Bagikan:

JAKARTA - Nasib baik selalu mengiringi hidup Margono Djojohadikusumo di era penjajahan Belanda. Margono mampu menempati posisi cukup sebagai pegawai pemerintah kolonial. Ia mampu menjabat sebagai inspektur di Bank Perkreditan Rakyat.

Bekal itu membuat Margono mengetahui seluk-beluk dunia perbankan. Nasionalisme Margono pun kian menjadi-jadi kala Indonesia merdeka. Margono ngotot Indonesia harus punya bank sentral. Margono mendirikan bank. Bank Nasional Indonesia (BNI), namanya.

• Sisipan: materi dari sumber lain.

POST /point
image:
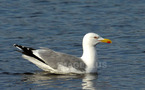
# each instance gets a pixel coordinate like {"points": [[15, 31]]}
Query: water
{"points": [[60, 25]]}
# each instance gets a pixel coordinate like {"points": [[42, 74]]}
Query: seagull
{"points": [[61, 63]]}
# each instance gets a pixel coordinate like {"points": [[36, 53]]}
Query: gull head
{"points": [[92, 39]]}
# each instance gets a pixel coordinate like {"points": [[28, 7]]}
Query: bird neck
{"points": [[89, 56]]}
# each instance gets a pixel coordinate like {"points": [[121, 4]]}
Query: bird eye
{"points": [[96, 37]]}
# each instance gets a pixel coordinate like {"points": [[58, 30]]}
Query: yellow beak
{"points": [[106, 40]]}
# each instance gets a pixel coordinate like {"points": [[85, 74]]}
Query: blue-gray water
{"points": [[60, 25]]}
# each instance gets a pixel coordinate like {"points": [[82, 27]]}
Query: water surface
{"points": [[60, 25]]}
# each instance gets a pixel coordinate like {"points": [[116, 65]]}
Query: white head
{"points": [[92, 39]]}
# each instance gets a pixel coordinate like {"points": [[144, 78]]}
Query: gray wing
{"points": [[54, 59]]}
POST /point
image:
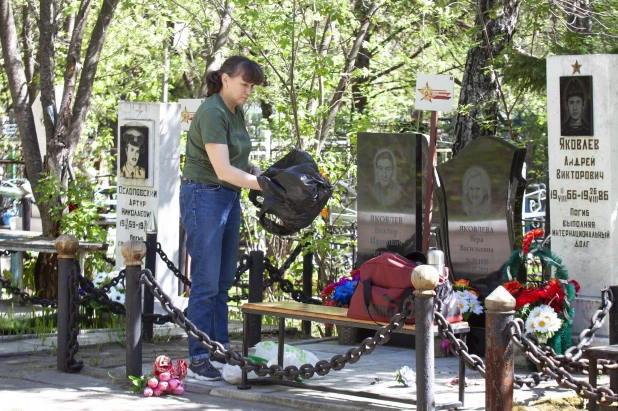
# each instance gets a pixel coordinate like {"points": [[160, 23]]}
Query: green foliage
{"points": [[74, 208]]}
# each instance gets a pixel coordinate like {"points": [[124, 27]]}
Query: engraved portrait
{"points": [[476, 189], [386, 191], [134, 152], [576, 106]]}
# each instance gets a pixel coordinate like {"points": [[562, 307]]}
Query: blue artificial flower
{"points": [[343, 292], [407, 376]]}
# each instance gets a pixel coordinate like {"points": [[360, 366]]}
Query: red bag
{"points": [[386, 282]]}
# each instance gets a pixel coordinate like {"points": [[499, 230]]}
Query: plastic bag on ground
{"points": [[293, 192]]}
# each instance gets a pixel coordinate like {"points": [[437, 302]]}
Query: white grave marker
{"points": [[582, 96], [149, 180]]}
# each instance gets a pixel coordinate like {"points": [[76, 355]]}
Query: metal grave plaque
{"points": [[478, 191]]}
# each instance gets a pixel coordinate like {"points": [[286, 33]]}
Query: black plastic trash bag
{"points": [[293, 194]]}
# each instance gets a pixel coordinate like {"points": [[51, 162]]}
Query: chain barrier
{"points": [[244, 267], [25, 297], [305, 371], [172, 267], [276, 276], [553, 368], [114, 282], [572, 360], [458, 346], [100, 296], [72, 365], [108, 260]]}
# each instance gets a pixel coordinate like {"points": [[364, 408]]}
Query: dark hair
{"points": [[385, 155], [234, 66]]}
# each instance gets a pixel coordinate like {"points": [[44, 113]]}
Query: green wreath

Margono Djojohadikusumo termasuk dalam golongan kaum bumiputra yang beruntung. Keluarganya yang berasal dari kalangan priayi jadi muara. Pria kelahiran Banyumas, 16 Mei 1894 itu mampu mengenyam pendidikan di zaman sekolah bagi kaum bumiputra dianggap barang mewah.

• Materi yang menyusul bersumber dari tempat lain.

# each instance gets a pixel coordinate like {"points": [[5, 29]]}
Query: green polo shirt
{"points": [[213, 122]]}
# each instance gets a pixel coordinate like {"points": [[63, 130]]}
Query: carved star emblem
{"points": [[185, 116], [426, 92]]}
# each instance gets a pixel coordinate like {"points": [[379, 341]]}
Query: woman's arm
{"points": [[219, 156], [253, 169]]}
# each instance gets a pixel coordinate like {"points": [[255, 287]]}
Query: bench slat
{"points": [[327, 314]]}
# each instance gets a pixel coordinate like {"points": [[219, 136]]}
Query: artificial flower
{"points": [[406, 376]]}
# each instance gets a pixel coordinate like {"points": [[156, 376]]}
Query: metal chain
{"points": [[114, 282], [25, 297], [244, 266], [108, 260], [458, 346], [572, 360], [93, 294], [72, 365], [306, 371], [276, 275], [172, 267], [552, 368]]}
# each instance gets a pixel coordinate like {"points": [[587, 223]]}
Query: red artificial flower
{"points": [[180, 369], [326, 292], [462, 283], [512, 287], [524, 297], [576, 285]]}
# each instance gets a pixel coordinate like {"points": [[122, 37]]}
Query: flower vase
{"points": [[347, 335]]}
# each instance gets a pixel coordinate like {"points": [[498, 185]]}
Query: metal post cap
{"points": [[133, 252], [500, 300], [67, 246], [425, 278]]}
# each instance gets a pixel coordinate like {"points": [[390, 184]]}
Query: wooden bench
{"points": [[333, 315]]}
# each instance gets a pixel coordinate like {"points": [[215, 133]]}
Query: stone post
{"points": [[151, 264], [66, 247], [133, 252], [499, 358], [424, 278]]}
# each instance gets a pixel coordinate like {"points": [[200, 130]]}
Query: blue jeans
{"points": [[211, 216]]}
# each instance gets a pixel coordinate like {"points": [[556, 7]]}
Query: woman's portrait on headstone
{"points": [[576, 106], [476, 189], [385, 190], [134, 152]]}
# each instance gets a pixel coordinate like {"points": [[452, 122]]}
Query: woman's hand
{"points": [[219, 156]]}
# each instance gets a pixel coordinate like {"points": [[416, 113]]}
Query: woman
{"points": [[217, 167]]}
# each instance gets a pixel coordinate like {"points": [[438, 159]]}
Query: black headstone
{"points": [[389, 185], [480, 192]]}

Kakek dari Prabowo Subianto pun belajar di sekolah elite Europeesche Lagere School (ELS) Banyumas pada 1900-1907. Ia menikmati masa-masa sekolahnya. Saban hari ia gunakan waktunya untuk belajar. Kondisi itu membuat intelektualitasnya terbangun.

Pendiri Bank Negara Indonesia (BNI), Margono Djojohadikusumo. (Wikimedia Commons)

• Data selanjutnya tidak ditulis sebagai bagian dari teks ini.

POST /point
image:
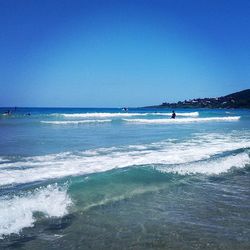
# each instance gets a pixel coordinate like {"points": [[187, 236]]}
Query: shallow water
{"points": [[107, 179]]}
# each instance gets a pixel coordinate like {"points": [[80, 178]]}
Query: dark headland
{"points": [[235, 100]]}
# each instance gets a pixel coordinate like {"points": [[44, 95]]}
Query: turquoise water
{"points": [[108, 179]]}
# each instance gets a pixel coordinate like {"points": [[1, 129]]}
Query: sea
{"points": [[95, 178]]}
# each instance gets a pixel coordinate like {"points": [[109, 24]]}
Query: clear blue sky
{"points": [[121, 53]]}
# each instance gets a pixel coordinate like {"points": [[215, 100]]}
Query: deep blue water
{"points": [[105, 178]]}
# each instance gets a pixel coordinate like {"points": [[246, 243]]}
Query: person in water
{"points": [[173, 115]]}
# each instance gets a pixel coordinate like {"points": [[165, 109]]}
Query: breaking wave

Margono yang tamat ELS pun langsung diarahkan keluarganya ke Sekolah Pendidikan Pegawai Negeri (OSVIA). Pemilihan sekolah itu dilakukan supaya kelak Margono yang keturunan priayi tak pusing-pusing urusan pekerjaan.

Sekalinya tamat, Margono akan mampu bekerja sebagai pegawai negeri di Hindia Belanda. Jabatan besar pula. Ia mengisi posisi yang membuat banyak kaum bumiputra iri. Ia jadi inspektur di De Algemene Volkscrediet Bank (AVB): Bank Perkreditan Rakyat.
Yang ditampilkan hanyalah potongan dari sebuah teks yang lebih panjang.